While executives are busy with achieving their business goals, they ignore oversight of the internal accounting control, thus falling victim to fraud. That’s why outsourcing comes as the best solution for the separation of finance and accounting duties.
Instead of leaving everything to one employee, separate the accounting duties to two or more experts. The three primary accounting functions are record keeping, authorization, and custody of assets. One or two of these functions can be left to an outsourced expert, as dividing the work between two employees is the minimum level of accounting duties separation.
CEO Opportunity Cost
CEOs don’t want to be bothered with time consuming and tedious daily accounting tasks. But when fraud happens, they’d wish to have been there to check the numbers from time to time. CEOs are more focused on other business’ core competencies and gave up the potential benefit that they could have received from finance audit. It is called opportunity cost, which is why CEOs outsource their accounting processes to outside experts who perform the review instead as well as offer critical financial advice on how to avoid common accounting mistakes.
Check Tampering Fraud
Tampering fraud is when an employee alters, forges, or intercepts a check drawn on your business’ bank account. The four types of check tampering are:
- altered checks (changing the payee),
- concealed checks (the signer failed sign a check that was hidden in a batch),
- forged checks (forging the check signature),
- authorized maker (misappropriation of funds by the signer).
To separate accounting duties, such as bank reconciliation and data entry, you can outsource for an additional accounting person or service who will perform all the necessary audits to check for fraud.
When an employee submits invoices for fake goods and services or personal invoices for the company for payment, it’s called billing fraud. It’s one of the most common types of fraud which happens when the accounting duties, such as bill payment and bill reconciliation, aren’t separated.
Payroll frauds happen when an employee issues payment to fictitious workers or inflates their working hours on their timesheet. It’s less likely to occur in larger organizations because they outsource payroll because of the complexity of the function. Luckily, there are automated billing systems and fraud detection tools (offered by banks) to which you can safely outsource payroll.
The term “skimming” means taking something off the top. The cash is skimmed by the employee responsible for the cash receipts, and it’s a typical scenario in organizations that continue to receive cash payments. The fraudster takes the money and deletes the entire transaction or reports a lower cash total. By hiring someone to run an audit trail, they can detect that something was deleted in your business’ cash account.
One of the most significant fraud problems is corruption, regardless of the size of a business.
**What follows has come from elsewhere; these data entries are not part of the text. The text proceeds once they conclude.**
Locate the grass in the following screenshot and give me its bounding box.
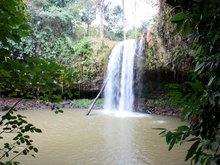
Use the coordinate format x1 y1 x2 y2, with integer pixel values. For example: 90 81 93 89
71 99 103 108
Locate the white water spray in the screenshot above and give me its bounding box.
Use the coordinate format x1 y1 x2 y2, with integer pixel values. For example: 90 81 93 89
104 40 143 112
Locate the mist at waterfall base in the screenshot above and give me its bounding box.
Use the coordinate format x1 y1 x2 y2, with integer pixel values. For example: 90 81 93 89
104 38 144 117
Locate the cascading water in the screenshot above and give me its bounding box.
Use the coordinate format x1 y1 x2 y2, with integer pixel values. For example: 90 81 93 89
104 39 144 112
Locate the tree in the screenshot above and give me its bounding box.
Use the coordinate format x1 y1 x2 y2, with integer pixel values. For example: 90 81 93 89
158 0 220 165
80 1 96 36
105 5 123 40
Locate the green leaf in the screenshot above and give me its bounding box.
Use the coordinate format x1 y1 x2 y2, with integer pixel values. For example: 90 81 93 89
170 12 188 22
185 140 200 161
183 19 190 37
174 21 183 35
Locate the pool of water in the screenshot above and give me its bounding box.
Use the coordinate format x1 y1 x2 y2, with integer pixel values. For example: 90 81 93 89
1 110 189 165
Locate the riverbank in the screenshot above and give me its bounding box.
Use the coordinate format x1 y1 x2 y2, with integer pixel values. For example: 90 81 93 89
0 97 180 116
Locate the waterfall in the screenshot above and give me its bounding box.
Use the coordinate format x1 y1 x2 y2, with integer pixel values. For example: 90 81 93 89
104 39 144 112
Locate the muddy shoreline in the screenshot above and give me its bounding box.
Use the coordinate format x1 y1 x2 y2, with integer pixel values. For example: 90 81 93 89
0 97 180 116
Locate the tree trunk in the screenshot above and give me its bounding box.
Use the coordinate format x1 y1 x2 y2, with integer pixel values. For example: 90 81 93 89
100 0 104 39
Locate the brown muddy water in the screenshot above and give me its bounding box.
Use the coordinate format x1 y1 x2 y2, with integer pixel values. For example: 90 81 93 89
1 110 189 165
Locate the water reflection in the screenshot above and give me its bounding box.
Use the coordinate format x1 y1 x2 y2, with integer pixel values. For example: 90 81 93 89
0 110 187 165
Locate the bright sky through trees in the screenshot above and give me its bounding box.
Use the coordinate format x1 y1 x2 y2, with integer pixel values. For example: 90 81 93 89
93 0 158 31
108 0 158 30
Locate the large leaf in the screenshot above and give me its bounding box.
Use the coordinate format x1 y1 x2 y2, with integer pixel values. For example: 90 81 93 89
185 140 200 161
170 12 188 22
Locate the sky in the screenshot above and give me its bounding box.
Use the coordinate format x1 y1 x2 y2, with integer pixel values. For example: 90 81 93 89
109 0 158 29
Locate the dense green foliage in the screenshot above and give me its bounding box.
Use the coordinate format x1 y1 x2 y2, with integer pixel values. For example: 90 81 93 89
161 0 220 165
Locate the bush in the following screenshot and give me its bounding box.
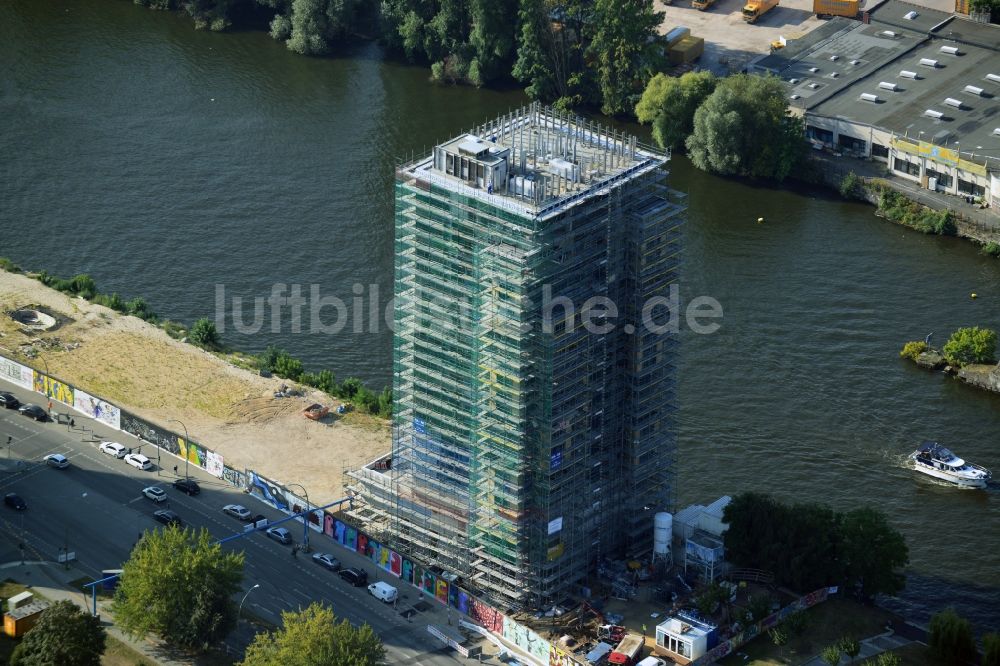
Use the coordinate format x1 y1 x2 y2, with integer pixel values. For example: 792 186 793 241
927 608 977 666
190 317 219 349
899 340 930 361
941 326 997 367
840 171 864 199
0 257 21 273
Companies can avoid making it easy for people to commit fraud by setting up a system of internal accounting controls. The accounting staff you outsource to will address the causes of fraud, such as under-optimization in the accounting software, understaffed or overwhelmed employees, and messy books. They will give you unbiased oversight and focus on finding any mismatches. Also, it allows for the separation of crucial accounting duties which will provide you with peace of mind.